Department of Radiology, Weill Cornell Medical College, New York, New York, USA.
Department of Biomedical Engineering, Cornell University, Ithaca, New York, USA.
Magn Reson Med. 2022 Mar;87(3):1583-1594. doi: 10.1002/mrm.29057. Epub 2021 Oct 31.
To improve accuracy and speed of quantitative susceptibility mapping plus quantitative blood oxygen level-dependent magnitude (QSM+qBOLD or QQ) -based oxygen extraction fraction (OEF) mapping using a deep neural network (QQ-NET).
The 3D multi-echo gradient echo images were acquired in 34 ischemic stroke patients and 4 healthy subjects. Arterial spin labeling and diffusion weighted imaging (DWI) were also performed in the patients. NET was developed to solve the QQ model inversion problem based on Unet. QQ-based OEF maps were reconstructed with previously introduced temporal clustering, tissue composition, and total variation (CCTV) and NET. The results were compared in simulation, ischemic stroke patients, and healthy subjects using a two-sample Kolmogorov-Smirnov test.

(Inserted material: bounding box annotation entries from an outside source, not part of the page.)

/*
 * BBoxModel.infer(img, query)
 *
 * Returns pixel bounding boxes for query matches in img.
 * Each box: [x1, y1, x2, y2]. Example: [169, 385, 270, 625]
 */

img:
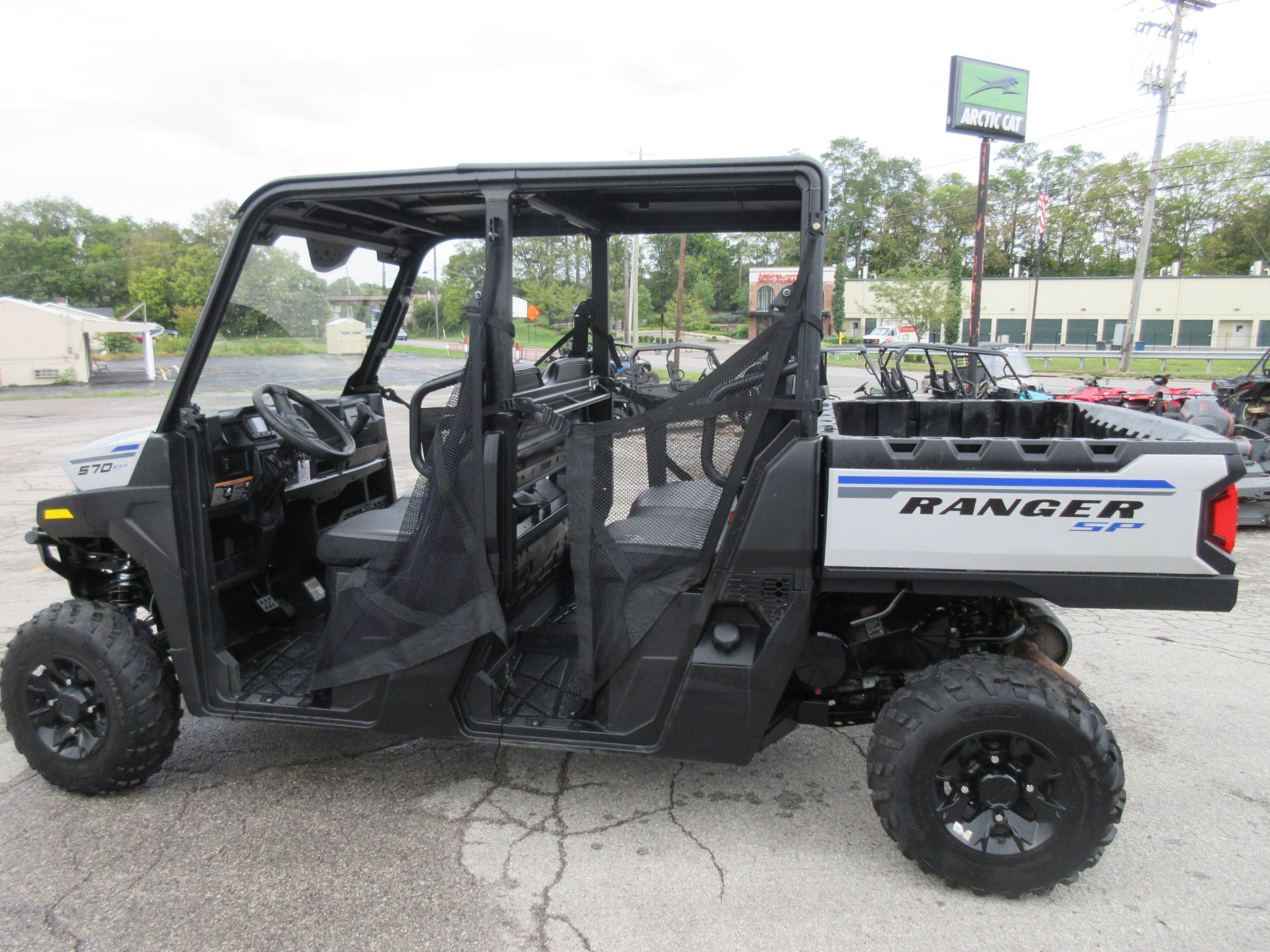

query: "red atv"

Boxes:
[1056, 373, 1205, 414]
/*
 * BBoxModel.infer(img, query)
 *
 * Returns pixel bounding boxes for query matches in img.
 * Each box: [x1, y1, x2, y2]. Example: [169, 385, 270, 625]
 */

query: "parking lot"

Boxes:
[0, 383, 1270, 952]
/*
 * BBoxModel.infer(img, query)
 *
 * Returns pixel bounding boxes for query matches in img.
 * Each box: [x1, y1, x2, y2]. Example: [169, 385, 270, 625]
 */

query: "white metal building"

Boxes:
[0, 297, 163, 387]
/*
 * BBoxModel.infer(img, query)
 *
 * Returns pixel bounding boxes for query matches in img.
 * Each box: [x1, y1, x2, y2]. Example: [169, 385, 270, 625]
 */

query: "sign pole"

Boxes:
[970, 136, 992, 346]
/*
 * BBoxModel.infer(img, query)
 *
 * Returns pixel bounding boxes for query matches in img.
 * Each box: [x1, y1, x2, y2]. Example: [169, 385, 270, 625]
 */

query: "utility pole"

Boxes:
[1120, 0, 1215, 373]
[969, 136, 992, 346]
[432, 249, 441, 340]
[622, 242, 639, 346]
[675, 233, 689, 370]
[626, 146, 657, 346]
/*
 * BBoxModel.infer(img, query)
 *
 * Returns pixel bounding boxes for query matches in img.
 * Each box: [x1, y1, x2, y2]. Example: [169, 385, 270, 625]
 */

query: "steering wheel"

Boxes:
[251, 383, 357, 459]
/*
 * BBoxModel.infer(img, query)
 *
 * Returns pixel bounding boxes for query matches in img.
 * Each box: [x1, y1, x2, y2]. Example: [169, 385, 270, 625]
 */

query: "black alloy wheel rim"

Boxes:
[26, 658, 109, 760]
[935, 731, 1070, 855]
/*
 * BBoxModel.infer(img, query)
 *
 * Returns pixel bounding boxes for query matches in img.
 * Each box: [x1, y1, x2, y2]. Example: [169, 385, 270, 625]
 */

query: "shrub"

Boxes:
[102, 334, 141, 354]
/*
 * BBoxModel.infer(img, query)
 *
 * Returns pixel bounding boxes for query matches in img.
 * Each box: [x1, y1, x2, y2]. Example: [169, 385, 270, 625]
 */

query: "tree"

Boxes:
[187, 198, 237, 258]
[128, 265, 171, 324]
[861, 265, 949, 342]
[940, 258, 961, 344]
[169, 245, 220, 307]
[831, 262, 847, 334]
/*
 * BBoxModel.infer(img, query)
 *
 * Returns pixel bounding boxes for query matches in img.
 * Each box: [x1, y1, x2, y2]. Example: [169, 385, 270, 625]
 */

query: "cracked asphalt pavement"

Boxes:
[0, 388, 1270, 952]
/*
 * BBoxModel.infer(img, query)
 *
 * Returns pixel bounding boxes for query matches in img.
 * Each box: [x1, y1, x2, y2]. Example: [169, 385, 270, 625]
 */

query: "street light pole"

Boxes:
[1120, 0, 1213, 373]
[970, 136, 992, 346]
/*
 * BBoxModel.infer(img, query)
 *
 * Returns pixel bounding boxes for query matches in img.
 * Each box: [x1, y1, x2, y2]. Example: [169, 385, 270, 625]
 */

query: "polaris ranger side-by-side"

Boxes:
[3, 157, 1242, 895]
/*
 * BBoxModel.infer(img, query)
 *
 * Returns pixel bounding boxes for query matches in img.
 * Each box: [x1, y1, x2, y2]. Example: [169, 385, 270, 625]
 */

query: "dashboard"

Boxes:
[206, 397, 388, 516]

In the simulation, QQ-NET provided more accurate and precise OEF maps than QQ-CCTV with 150 times faster reconstruction speed. In the subacute stroke patients, OEF from QQ-NET had greater contrast-to-noise ratio (CNR) between DWI-defined lesions and their unaffected contralateral normal tissue than with QQ-CCTV: 1.9 ± 1.3 vs 6.6 ± 10.7 (p = 0.03). In healthy subjects, both QQ-CCTV and QQ-NET provided uniform OEF maps.
QQ-NET improves the accuracy of QQ-based OEF with faster reconstruction.
利用深度神经网络(QQ-NET)提高定量磁化率映射加定量血氧水平依赖幅度(QSM+qBOLD 或 QQ)氧提取分数(OEF)图的准确性和速度。
在 34 名缺血性脑卒中患者和 4 名健康受试者中采集了 3D 多回波梯度回波图像。患者还进行了动脉自旋标记和弥散加权成像(DWI)。NET 是基于 U-net 开发的,用于解决 QQ 模型反演问题。利用先前介绍的时间聚类、组织成分和全变差(CCTV)和 NET 重建基于 QQ 的 OEF 图。通过双样本 Kolmogorov-Smirnov 检验,在模拟、缺血性脑卒中患者和健康受试者中比较结果。
在模拟中,与 QQ-CCTV 相比,QQ-NET 提供了更准确和更精确的 OEF 图,重建速度快 150 倍。在亚急性期脑卒中患者中,与 QQ-CCTV 相比,来自 QQ-NET 的 OEF 在 DWI 定义的病变与其未受影响的对侧正常组织之间具有更高的对比噪声比(CNR):1.9±1.3 比 6.6±10.7(p=0.03)。在健康受试者中,QQ-CCTV 和 QQ-NET 均提供均匀的 OEF 图。
QQ-NET 提高了基于 QQ 的 OEF 的准确性,同时加快了重建速度。